Ben Greener, Heritage Lottery Fund’s (HLF) Historic Environment Advisor, explains the huge economic potential of industrial buildings and sites across the UK.
This week, the Heritage Lottery Fund announced a £2.5million investment in Birmingham’s iconic-but-underused Roundhouse, a major industrial building at the heart of the city’s canal network. Built in the 1870s, the horseshoe-shaped Roundhouse was integral to industries which dominated the city for decades. Yet as Birmingham’s traditional industries declined, so did the Roundhouse. For the last decade the majority of the building has been vacant and unused.
But now, thanks to HLF investment and an innovative project led by the Canal & River Trust and the National Trust, the building is set for a new lease of life that will revive the site and bring a much-needed economic boost to Birmingham. The renovated building will be home to a range of businesses which will create up to 20 new jobs, enabling more than 50,000 people to access the revitalised Roundhouse.
Reviving places through heritage
At HLF, we think that delivering regeneration, economic growth and new jobs this is a great use of Lottery players’ money.
So, in partnership with The Prince’s Regeneration Trust and Historic England, Heritage Lottery Fund is hosting a conference on the 1st and 2nd of December in Manchester, called Reviving places through industrial heritage, where we’ll explore how to find sustainable new uses for buildings which face similar challenges to the Roundhouse.
Unleashing the potential
At HLF we have always understood the latent power these buildings have to build regeneration and deliver an economic boost.
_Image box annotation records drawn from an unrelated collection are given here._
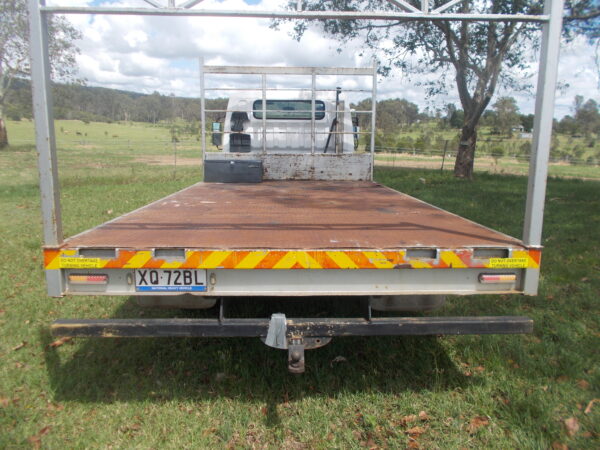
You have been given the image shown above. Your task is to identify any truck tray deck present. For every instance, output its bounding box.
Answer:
[44,181,540,296]
[55,181,524,250]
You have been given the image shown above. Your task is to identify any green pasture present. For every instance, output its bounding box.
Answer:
[0,122,600,449]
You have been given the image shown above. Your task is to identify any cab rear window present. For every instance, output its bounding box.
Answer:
[252,100,325,120]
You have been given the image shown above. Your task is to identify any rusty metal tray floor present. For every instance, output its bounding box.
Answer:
[62,181,524,250]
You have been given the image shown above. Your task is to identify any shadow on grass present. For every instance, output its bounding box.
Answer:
[40,301,477,412]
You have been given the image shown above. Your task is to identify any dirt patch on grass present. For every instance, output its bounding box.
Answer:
[134,155,202,166]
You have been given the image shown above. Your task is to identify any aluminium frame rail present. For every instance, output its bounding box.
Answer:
[27,0,564,295]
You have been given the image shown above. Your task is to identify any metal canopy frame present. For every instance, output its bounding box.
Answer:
[28,0,564,295]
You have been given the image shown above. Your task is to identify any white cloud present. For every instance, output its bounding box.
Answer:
[51,0,600,117]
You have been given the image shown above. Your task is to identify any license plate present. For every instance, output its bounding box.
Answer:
[135,269,206,292]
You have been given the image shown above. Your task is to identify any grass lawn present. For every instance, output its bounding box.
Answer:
[0,124,600,449]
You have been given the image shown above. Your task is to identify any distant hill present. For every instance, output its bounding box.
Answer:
[6,79,227,123]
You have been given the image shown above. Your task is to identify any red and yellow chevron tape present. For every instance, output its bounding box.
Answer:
[44,249,541,270]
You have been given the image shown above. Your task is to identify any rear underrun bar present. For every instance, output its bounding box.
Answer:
[51,316,533,338]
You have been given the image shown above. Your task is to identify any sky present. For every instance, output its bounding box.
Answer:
[48,0,600,118]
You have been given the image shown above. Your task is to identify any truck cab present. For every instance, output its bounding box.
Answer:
[222,89,357,154]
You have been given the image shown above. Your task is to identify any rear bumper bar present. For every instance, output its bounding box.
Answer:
[52,316,533,338]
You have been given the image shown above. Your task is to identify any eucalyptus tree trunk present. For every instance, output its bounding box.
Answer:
[454,124,477,180]
[0,103,8,150]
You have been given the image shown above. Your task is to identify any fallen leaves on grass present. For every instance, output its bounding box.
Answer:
[12,341,27,352]
[329,356,348,367]
[583,398,600,414]
[48,337,73,348]
[27,426,51,448]
[48,403,65,411]
[467,416,490,434]
[399,414,417,427]
[406,426,427,439]
[564,417,579,437]
[577,380,590,389]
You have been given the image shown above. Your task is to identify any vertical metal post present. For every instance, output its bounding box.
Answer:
[261,73,267,154]
[523,0,564,295]
[28,0,63,296]
[440,140,448,172]
[310,68,317,155]
[371,58,377,181]
[200,56,206,166]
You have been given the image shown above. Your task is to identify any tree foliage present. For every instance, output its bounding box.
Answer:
[0,0,81,148]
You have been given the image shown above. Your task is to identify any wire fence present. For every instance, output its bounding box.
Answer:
[10,136,600,168]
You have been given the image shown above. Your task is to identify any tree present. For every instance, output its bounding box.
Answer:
[494,97,519,136]
[288,0,600,178]
[0,0,81,149]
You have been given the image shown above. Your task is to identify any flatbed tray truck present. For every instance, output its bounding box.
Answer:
[36,64,541,372]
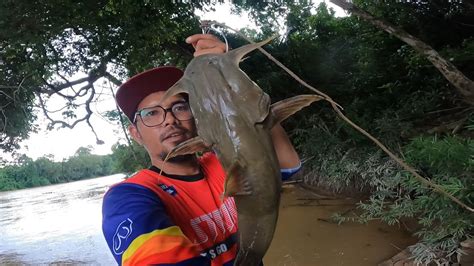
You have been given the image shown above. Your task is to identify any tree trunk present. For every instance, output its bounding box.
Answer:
[330,0,474,105]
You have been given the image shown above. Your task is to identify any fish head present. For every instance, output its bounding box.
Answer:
[163,40,276,123]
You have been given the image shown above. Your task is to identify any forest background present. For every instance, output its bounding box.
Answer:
[0,0,474,263]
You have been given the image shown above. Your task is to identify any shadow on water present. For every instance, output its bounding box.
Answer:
[264,186,416,266]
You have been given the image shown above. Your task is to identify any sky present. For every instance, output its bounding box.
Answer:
[18,1,345,161]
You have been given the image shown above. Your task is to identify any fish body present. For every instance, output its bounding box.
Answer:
[163,40,320,266]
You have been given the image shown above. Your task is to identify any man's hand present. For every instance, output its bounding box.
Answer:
[186,34,225,57]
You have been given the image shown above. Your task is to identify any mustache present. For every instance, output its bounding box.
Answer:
[160,125,189,141]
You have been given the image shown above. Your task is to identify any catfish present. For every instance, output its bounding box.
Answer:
[162,40,322,266]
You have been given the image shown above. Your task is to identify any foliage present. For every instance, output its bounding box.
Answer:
[0,0,474,262]
[0,0,202,151]
[0,147,118,191]
[235,1,474,263]
[337,136,474,264]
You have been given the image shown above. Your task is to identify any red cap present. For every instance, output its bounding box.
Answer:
[116,66,183,121]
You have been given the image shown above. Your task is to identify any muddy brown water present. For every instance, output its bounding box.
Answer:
[264,186,416,266]
[0,175,414,266]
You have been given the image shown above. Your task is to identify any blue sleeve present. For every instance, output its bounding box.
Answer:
[280,162,301,181]
[102,183,208,265]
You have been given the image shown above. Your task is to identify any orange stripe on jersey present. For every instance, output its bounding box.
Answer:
[122,226,199,265]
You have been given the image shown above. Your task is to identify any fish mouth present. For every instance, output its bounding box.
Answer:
[161,130,186,141]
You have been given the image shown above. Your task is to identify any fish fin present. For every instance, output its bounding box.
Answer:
[224,161,252,197]
[166,136,211,160]
[160,80,189,105]
[226,36,276,65]
[265,94,323,128]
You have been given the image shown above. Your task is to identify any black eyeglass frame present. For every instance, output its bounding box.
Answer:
[132,100,194,127]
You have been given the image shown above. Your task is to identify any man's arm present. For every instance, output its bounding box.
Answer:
[102,184,209,266]
[271,124,301,169]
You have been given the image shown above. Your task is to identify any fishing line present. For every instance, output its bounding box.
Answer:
[201,20,229,53]
[205,21,474,212]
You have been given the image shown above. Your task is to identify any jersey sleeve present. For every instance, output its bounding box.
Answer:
[102,183,209,266]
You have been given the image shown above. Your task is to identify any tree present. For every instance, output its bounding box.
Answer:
[0,0,206,151]
[331,0,474,105]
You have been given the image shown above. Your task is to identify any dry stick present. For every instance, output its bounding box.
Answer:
[215,22,474,212]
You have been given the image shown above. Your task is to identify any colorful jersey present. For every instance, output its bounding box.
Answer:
[102,153,298,266]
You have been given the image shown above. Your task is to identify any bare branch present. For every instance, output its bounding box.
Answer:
[330,0,474,105]
[214,21,474,212]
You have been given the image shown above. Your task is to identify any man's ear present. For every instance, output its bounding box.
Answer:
[128,124,143,146]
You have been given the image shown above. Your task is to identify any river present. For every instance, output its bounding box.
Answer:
[0,175,415,266]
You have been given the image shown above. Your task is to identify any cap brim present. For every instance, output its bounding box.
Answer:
[115,66,183,121]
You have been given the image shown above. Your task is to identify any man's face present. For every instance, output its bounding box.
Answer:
[130,91,196,160]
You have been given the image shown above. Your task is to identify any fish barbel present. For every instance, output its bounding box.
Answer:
[162,40,322,266]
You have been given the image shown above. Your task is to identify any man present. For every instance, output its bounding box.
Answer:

In 2013, we published research which provided powerful evidence that heritage can often be a major driver of economic growth.
New Ideas Need Old Buildings showed that historic buildings are the very places where new ideas and new economic activity are most likely to happen and that – rather than being a drag on productivity or a barrier to growth and investment – heritage buildings actually attract businesses in the most productive sectors of the economy.
It also showed that more than 130,000 businesses operate in listed buildings in Britain, providing one in every 20 UK jobs. The conference will provide a platform to highlight important evidence like this and to learn how we can do more to bring the UK’s underused heritage back to life.
The range of speakers and the topics we’ll cover in December has taken on a really exciting shape, including Manchester City Council’s chief executive, Sir Howard Bernstein, and all three chief executives of the organising partners: Heritage Lottery Fund, Historic England and Prince’s Regeneration Trust.
We’ll hear about how industrial heritage aligns with Northern Powerhouse plans via Tom Walker, director of the government’s Cities & Local Growth Unit. And Sheffield City Council’s Director of Regeneration, David Caulfield will talk about how Sheffield has used its industrial heritage to enhance the city’s perception of itself while strengthening its identity externally.
There’ll be a chance to find out more from developers, investors and entrepreneurs undertaking projects across the country, including Urban Splash co-founder Tom Bloxham, Executive Chairman of igloo Regeneration Chris Brown, and former policy adviser to the Prime Minister and co-founder of innovative new workspace hub, Second Home, Rohan Silva.